The popularity of buy-to-let investment has grown significantly over the last few years, with investors piling into a market enjoying strong capital growth and offering generous returns that have out-performed many alternative investment vehicles. However, more recently, the buy-to-let landscape has become significantly more challenging.
Interest rates have increased 5 times since summer 2006, while rents have begun to stagnate. With rental yields at only around 5%, many investors are paying higher rates of interest just to cover their buy-to-let borrowing. Furthermore, they are paying out more without the peace of mind of being able to bank on significant capital growth to come, as property prices begin to fall across the country and the volume of sale transactions is predicted to drop in 2008.
For new buy-to-let investors, the challenges are more immediate. Due to the recent ‘credit crunch’, mortgage lenders have tightened their lending criteria, making it more difficult for investors to get started and charging higher variable rates to their existing customers. According to the Council of Mortgage Lenders (CML), the number of buy-to-let mortgages taken out in the first 6 months of this year has fallen by 3% compared the previous 6 months.

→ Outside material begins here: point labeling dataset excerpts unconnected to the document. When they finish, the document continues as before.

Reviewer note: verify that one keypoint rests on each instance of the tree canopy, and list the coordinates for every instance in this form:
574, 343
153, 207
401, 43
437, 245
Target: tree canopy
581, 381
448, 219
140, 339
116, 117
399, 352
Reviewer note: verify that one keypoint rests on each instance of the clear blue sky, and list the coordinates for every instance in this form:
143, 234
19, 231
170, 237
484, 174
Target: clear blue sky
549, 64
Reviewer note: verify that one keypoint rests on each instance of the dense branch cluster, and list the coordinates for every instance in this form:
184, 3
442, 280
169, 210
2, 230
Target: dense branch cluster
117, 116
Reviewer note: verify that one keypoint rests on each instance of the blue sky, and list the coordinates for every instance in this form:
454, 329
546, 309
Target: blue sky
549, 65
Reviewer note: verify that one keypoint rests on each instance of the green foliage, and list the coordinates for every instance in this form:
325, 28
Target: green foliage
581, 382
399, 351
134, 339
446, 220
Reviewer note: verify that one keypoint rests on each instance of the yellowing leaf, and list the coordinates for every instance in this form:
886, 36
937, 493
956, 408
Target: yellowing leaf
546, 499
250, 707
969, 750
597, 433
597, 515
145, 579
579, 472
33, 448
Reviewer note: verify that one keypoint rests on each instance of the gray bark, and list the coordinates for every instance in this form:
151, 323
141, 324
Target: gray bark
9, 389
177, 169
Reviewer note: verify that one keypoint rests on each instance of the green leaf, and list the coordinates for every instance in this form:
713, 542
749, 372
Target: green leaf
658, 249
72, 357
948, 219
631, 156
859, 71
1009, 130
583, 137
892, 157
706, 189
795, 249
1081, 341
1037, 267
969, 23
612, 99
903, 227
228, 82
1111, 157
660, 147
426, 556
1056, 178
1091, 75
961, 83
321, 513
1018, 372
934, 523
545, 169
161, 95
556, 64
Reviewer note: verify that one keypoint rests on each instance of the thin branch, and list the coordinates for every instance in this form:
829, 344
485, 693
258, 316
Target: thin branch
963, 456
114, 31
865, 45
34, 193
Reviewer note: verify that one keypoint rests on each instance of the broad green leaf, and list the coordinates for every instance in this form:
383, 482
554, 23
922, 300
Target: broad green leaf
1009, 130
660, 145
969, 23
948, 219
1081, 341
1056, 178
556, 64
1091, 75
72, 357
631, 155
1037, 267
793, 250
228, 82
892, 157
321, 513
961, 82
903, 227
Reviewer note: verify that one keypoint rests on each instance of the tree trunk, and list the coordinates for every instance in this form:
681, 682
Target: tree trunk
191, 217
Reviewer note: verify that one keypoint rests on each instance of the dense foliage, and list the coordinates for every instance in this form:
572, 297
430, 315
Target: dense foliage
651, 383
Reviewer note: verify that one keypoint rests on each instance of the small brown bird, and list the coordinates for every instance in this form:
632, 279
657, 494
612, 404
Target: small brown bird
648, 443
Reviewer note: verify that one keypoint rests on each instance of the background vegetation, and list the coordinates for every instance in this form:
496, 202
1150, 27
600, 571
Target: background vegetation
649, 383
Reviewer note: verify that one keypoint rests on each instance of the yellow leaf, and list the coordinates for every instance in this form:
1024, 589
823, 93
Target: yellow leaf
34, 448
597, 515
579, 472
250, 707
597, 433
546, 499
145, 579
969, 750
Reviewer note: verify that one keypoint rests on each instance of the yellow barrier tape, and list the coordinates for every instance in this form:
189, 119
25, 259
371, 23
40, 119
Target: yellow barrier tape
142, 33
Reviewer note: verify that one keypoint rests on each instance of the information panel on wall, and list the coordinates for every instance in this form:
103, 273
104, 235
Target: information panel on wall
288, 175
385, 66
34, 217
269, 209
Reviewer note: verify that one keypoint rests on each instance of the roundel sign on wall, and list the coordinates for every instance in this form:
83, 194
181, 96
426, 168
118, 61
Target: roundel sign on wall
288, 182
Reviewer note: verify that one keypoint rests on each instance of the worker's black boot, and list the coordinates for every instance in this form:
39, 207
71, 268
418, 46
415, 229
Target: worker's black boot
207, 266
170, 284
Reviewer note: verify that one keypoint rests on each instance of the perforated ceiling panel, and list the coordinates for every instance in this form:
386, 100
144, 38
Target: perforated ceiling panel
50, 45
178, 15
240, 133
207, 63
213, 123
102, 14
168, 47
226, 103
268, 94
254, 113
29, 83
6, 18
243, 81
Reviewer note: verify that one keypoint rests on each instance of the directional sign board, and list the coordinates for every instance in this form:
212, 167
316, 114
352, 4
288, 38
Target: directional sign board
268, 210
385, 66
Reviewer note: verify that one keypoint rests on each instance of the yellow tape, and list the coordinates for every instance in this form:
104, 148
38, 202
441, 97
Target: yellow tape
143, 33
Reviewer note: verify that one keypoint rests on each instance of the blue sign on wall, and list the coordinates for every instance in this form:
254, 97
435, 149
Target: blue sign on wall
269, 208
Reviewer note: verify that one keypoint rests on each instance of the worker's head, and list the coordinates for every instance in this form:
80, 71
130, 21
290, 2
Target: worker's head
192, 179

According to research from the Royal Institution of Chartered Surveyors (RICS), an individual investing in buy-to-let property 5 years ago would have required a deposit to the value of 8% of the property purchase price. These days, the figure is closer to 30%.
Ian Springett, Chief Executive of Primelocation.com, comments, “For some individual investors, the buy-to-let market may be starting to slip out of reach as transaction costs and increasing property prices stretch budgets to the maximum. At the same time, some investors will no doubt be tempted to take advantage of recent price inflation and to sell while they are well ahead”.